Swimlanes can further segment the cards in your kanban board by grouping them based on service level agreement (SLA) statuses, time to complete, or criticality. They can also be used to reflect support tiers and issue escalation if other internal teams, such as development or sales, are needed to resolve an issue.
Kanban board example for marketing.
Marketing departments often consider campaigns and need complex organizational workflows to keep their projects on track. Kanban boards provide visuals not only for developing campaign details but also include statuses that reflect when an asset is ready to publish, when it’s live (and where), and when it’s taken down.
Marketing managers can use the kanban board's organizational properties by grouping columns depending on pre- and post-launch tasks.

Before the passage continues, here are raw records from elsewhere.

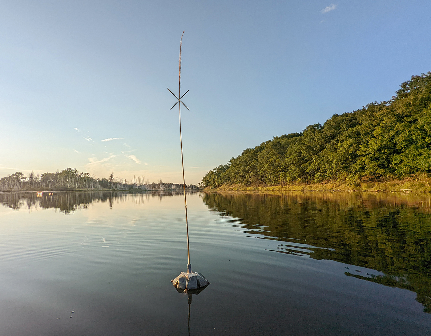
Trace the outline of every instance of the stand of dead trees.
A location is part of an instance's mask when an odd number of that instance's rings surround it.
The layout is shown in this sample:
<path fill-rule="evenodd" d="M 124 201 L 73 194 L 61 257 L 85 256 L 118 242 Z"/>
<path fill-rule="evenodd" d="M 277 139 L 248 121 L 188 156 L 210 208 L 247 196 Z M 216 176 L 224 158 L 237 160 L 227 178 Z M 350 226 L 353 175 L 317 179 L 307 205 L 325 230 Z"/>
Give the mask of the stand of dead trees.
<path fill-rule="evenodd" d="M 32 171 L 27 176 L 17 171 L 0 178 L 0 191 L 34 191 L 44 190 L 182 190 L 183 185 L 164 183 L 161 179 L 158 183 L 150 183 L 144 176 L 134 176 L 131 180 L 116 177 L 111 173 L 109 179 L 95 178 L 89 173 L 79 172 L 77 169 L 67 168 L 55 173 L 41 174 Z M 199 189 L 194 184 L 186 185 L 187 190 Z"/>

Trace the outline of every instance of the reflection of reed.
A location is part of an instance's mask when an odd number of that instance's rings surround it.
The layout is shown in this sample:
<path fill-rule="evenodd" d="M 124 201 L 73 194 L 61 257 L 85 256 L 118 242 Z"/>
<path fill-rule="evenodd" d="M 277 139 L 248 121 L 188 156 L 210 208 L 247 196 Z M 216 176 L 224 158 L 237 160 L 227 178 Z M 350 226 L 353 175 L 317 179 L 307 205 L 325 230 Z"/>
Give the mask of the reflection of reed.
<path fill-rule="evenodd" d="M 406 274 L 409 289 L 431 311 L 430 198 L 292 193 L 205 193 L 203 199 L 221 215 L 240 219 L 234 225 L 248 234 L 283 242 L 276 252 L 375 269 L 388 278 Z"/>
<path fill-rule="evenodd" d="M 196 193 L 198 192 L 189 193 Z M 66 213 L 73 212 L 78 209 L 87 208 L 93 202 L 108 202 L 109 207 L 116 202 L 132 202 L 134 204 L 144 204 L 150 198 L 182 194 L 181 191 L 156 190 L 142 193 L 122 191 L 68 191 L 57 192 L 52 196 L 37 197 L 35 192 L 0 193 L 0 204 L 18 210 L 25 208 L 31 210 L 38 207 L 52 208 Z"/>

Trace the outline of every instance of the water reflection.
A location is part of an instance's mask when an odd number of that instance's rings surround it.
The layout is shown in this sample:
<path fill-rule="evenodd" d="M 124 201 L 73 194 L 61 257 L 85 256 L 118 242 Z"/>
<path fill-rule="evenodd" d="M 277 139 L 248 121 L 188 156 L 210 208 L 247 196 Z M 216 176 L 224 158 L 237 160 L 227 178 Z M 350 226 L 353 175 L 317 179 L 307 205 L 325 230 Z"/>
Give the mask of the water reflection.
<path fill-rule="evenodd" d="M 431 313 L 429 196 L 359 193 L 206 193 L 203 201 L 274 252 L 375 270 L 346 275 L 415 292 Z M 383 274 L 379 274 L 381 272 Z"/>
<path fill-rule="evenodd" d="M 175 190 L 154 190 L 141 193 L 122 191 L 57 192 L 55 194 L 37 196 L 36 192 L 0 193 L 0 204 L 13 210 L 52 208 L 66 213 L 88 208 L 93 202 L 107 203 L 112 208 L 116 202 L 131 201 L 134 204 L 144 204 L 149 198 L 161 201 L 166 196 L 181 193 Z M 187 193 L 197 193 L 196 192 Z"/>
<path fill-rule="evenodd" d="M 187 291 L 187 293 L 184 291 L 184 289 L 182 289 L 181 288 L 178 288 L 176 287 L 175 287 L 175 289 L 177 290 L 177 291 L 178 293 L 186 294 L 187 295 L 187 301 L 189 306 L 188 319 L 187 321 L 189 336 L 190 336 L 190 306 L 191 305 L 192 296 L 193 295 L 197 295 L 208 286 L 208 285 L 206 285 L 203 287 L 201 287 L 200 288 L 197 288 L 196 289 L 189 289 Z"/>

For example, an “In design” status header might encompass “Initial mock-ups,” “Stakeholder review,” and “Revisions.” Swimlanes can be used in several ways, from grouping similar items in a single campaign or grouping similar types of tasks, such as SEO, design, and copywriting, to viewing resource allocation by type. Teams can also use active campaign statuses once projects are completed to understand what’s live.
Another way to structure a marketing kanban board is to reflect an organization's overall marketing funnel and customer journey. The most complex boards can represent different header groupings for stages reflecting top, middle, and bottom-of-funnel activities, with swimlanes that further segment programs based on activity or campaign type.

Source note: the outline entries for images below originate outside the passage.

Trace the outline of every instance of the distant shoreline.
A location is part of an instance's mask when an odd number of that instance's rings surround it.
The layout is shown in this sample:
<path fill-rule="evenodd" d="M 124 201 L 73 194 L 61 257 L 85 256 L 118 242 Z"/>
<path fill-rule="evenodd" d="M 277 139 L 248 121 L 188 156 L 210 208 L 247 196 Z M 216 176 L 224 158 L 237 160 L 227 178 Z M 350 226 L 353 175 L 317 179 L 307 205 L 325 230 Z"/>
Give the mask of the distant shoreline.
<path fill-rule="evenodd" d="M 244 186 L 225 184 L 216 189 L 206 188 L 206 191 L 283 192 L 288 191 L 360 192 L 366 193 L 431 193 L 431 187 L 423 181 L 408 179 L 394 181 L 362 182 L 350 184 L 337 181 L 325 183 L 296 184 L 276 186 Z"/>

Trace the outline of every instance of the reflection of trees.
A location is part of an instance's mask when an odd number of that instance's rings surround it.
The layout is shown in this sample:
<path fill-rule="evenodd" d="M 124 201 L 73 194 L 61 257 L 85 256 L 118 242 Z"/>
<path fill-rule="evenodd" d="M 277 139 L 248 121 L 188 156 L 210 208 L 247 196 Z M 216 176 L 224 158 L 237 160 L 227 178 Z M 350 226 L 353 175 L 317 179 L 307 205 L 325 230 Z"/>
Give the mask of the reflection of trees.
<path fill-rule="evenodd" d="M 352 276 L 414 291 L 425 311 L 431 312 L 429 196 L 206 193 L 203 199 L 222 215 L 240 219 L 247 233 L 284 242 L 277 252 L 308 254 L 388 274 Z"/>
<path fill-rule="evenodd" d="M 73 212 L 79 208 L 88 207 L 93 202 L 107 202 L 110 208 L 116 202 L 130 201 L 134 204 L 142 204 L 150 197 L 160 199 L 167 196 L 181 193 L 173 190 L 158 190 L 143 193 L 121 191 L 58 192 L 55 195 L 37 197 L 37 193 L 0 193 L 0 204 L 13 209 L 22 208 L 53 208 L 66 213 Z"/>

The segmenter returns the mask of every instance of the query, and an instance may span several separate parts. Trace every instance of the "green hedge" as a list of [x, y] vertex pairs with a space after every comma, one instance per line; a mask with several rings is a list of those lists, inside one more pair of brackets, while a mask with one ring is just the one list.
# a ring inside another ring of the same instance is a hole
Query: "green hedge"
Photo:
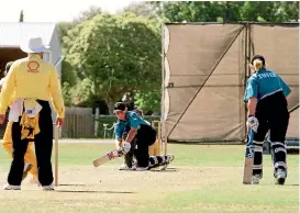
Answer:
[[[160, 116], [145, 116], [144, 117], [146, 121], [152, 122], [152, 121], [159, 121]], [[116, 119], [114, 115], [100, 115], [99, 117], [99, 131], [98, 131], [98, 137], [104, 138], [104, 125], [108, 124], [108, 128], [111, 128], [113, 124], [116, 122]], [[157, 125], [156, 125], [157, 126]], [[113, 130], [107, 130], [105, 133], [105, 138], [113, 138]]]

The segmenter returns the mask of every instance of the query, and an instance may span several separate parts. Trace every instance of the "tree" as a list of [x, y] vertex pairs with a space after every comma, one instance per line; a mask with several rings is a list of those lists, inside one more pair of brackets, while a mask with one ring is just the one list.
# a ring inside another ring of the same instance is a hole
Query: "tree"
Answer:
[[169, 22], [224, 22], [299, 20], [299, 1], [158, 1], [156, 13]]
[[91, 5], [88, 10], [81, 11], [77, 19], [74, 20], [75, 23], [81, 23], [91, 20], [98, 14], [101, 14], [102, 10], [99, 7]]
[[23, 13], [23, 10], [21, 10], [21, 12], [20, 12], [19, 22], [24, 22], [24, 13]]
[[[160, 29], [156, 26], [132, 13], [102, 13], [64, 38], [66, 60], [89, 82], [91, 94], [105, 100], [111, 113], [124, 93], [160, 87]], [[91, 96], [81, 96], [81, 101], [87, 97]]]

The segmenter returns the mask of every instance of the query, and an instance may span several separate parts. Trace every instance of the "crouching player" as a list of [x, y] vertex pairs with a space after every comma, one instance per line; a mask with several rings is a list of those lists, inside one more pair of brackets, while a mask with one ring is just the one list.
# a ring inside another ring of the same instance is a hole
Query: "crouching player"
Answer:
[[[174, 155], [149, 156], [148, 147], [156, 141], [156, 130], [151, 126], [149, 122], [135, 112], [127, 111], [123, 102], [114, 104], [114, 114], [118, 117], [114, 128], [116, 146], [124, 155], [131, 152], [136, 158], [133, 170], [143, 171], [159, 166], [167, 167], [174, 160]], [[127, 130], [126, 138], [123, 139], [122, 133]], [[126, 161], [130, 162], [130, 160]]]

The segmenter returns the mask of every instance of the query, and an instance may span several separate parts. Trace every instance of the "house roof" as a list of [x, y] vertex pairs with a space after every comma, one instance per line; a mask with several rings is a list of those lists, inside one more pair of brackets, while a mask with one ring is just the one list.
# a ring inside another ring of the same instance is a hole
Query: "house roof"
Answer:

Kanban board example for sales.
Speaking of the customer journey, sales teams can also use kanban boards. While sales leaders may use more complex systems to track commissions or financial goals, they need to understand how their pipeline looks from the top down clearly. This can help them better picture how their team performs against sales targets for the customer journey and deal progression. Managers can also use this method to visualize individual sales representative performance and spotlight areas for coaching opportunities.
Kanban boards can use sales funnel stages to organize opportunities and tasks:
- Prospects who know of the brand and have the attention of a sales representative but are not ready to make a purchase decision yet.
- Prospects who’ve demonstrated curiosity regarding specific products or services could be nurtured to sales readiness by providing more information or follow-ups.
- Prospects who are primed to make a purchase selection and have narrowed down their options to the point of considering pricing.
- Prospects who finally convert to customers by making a purchase, turning opportunities into closed-won deals.
Within these broader sales funnel stages, smaller teams may find it helpful to use statuses that reflect the sales team's in-and-out actions, such as calls, emails, and collateral sent to engage prospects further. Swimlanes are also a great option to call attention to slower or stalled-out deals that might need further attention or to be removed from the pipeline moving forward.